La Bourse de Paris, représentée par le CAC 40, a connu une journée de stabilité mercredi, après deux séances passées dans le rouge, en raison de la flambée des hydrocarbures provoquée par la guerre au Moyen-Orient. Selon nos confreres de Capital, le CAC 40 était stable (+0,04%) à 8.105,31 points, en hausse de 1,47 point, à 9H50 (heure de Paris).

Ce qu'il faut retenir

  • Le CAC 40 est stable (+0,04%) à 8.105,31 points, en hausse de 1,47 point.
  • La flambée des hydrocarbures provoquée par la guerre au Moyen-Orient est à l'origine de la nervosité sur les marchés.
  • Le prix du gaz a augmenté de 0,83% à 54,74 dollars.
  • Le taux d'intérêt français à dix ans a grimpé à 3,40%.
  • Dassault Aviation a vu son bénéfice net et ses ventes progresser en 2025.

La flambée des hydrocarbures provoquée par la guerre au Moyen-Orient est à l'origine de la nervosité sur les marchés. Selon nos confreres de Capital, les investisseurs européens s'inquiètent de la forte hausse du prix des hydrocarbures des derniers jours, provoquée par les perturbations de l'approvisionnement via le détroit d'Ormuz, où transite environ 20% du pétrole et du gaz naturel liquéfié (GNL) mondial.

Les déclarations mardi du président Trump sur sa volonté de rétablir le flux pétrolier dans le détroit d'Ormuz ont permis de «stimuler l'appétit pour les actifs risqués (comme les actions NDLR)», selon Kathleen Brooks, analyste pour XTB. Le président américain a en effet assuré que la marine des Etats-Unis pourrait escorter des pétroliers «si nécessaire» à travers le détroit d'Ormuz, une annonce qui a déjà limité les pertes de Wall Street mardi.

Paris souffle aussi en raison de la quasi-stabilité des prix du gaz (+0,83% à 54,74 dollars), après sa flambée des deux derniers jours.
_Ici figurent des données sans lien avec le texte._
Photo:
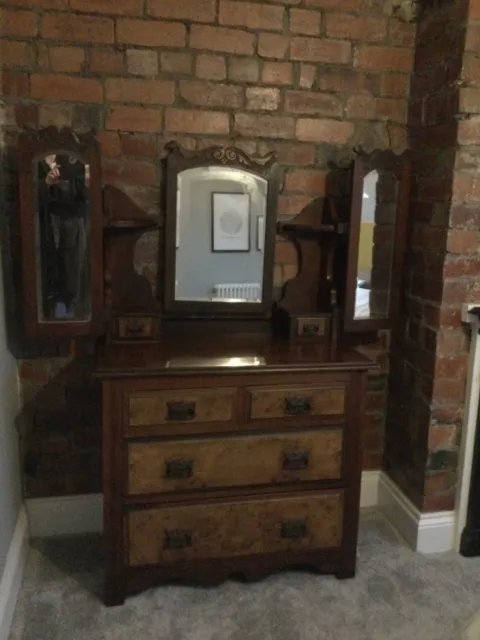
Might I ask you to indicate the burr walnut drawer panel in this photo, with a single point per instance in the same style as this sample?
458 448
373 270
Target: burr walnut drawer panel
229 529
157 467
156 408
295 403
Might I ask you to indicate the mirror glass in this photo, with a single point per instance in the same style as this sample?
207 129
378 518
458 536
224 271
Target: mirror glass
220 235
62 236
376 245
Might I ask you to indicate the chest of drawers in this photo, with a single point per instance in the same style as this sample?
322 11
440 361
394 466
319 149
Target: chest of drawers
221 471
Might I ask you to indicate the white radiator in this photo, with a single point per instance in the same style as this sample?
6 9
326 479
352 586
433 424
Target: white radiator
239 291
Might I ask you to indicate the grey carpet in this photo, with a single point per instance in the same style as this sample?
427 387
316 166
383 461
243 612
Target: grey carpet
397 595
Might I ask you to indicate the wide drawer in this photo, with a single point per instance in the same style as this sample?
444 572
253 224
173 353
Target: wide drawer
153 408
156 467
295 402
229 529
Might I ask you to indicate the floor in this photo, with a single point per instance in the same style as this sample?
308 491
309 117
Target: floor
396 595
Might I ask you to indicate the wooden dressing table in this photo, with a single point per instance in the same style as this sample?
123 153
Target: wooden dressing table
231 427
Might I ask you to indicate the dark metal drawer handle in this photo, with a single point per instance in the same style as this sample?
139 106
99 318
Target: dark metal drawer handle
134 329
179 468
178 539
180 411
293 529
295 460
298 406
310 329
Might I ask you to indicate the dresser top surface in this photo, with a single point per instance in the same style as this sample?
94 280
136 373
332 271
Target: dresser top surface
224 354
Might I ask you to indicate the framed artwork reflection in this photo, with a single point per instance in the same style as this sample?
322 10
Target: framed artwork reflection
230 222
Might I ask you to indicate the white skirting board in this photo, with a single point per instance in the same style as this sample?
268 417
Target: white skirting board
427 533
424 532
12 575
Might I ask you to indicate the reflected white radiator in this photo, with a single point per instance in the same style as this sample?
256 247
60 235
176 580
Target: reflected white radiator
239 291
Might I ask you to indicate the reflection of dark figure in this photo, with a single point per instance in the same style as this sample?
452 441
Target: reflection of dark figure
63 201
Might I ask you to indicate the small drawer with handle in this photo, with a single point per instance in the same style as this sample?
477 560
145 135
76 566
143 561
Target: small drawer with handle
250 460
180 406
236 528
300 403
136 328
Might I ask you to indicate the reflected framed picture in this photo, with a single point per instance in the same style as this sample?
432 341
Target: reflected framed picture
230 222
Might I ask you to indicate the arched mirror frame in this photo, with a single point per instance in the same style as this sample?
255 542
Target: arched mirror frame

Depuis le début de l'année, l'hydrocarbure, que le continent importe massivement, grimpe tout de même de plus de 94%.

«Les investisseurs seront confrontés aujourd'hui à une multitude d'informations, ce qui devrait maintenir un climat de nervosité sur les marchés», tempère Andreas Lipkow, analyste pour CMC Markets. D'autant que les Gardiens de la Révolution iraniens ont assuré mercredi avoir le «contrôle total» du point de passage.

Le taux d'intérêt français à dix ans a grimpé à 3,40%, contre 3,37% la veille en clôture. Il a nettement monté depuis le début de la semaine, en raison des craintes inflationnistes. Vendredi, avant le début de la guerre en Iran, il évoluait autour de 3,20%. Une inflation plus élevée réduit en effet la valeur réelle des sommes versées par un emprunteur à ses créanciers.

Dassault Aviation a vu son bénéfice net et ses ventes progresser en 2025 grâce au succès du Rafale à l'export et malgré un contexte «incertain», au moment où des dissensions font craindre l'abandon d'un projet emblématique d'avion de combat. Son titre prenait 1,63% à 336,40 euros.

Et maintenant ?

Il est difficile de prédire ce qui se passera ensuite, mais il est probable que la situation reste tendue au moins pendant quelques jours. Les investisseurs devraient rester vigilants et suivre les développements de la situation.

Une nouvelle perturbation de l'approvisionnement via le détroit d'Ormuz ou une nouvelle annonce du président Trump pourraient provoquer une nouvelle hausse des hydrocarbures.

En conclusion, la Bourse de Paris reste nerveuse face à la flambée des hydrocarbures, mais il est difficile de prédire ce qui se passera ensuite.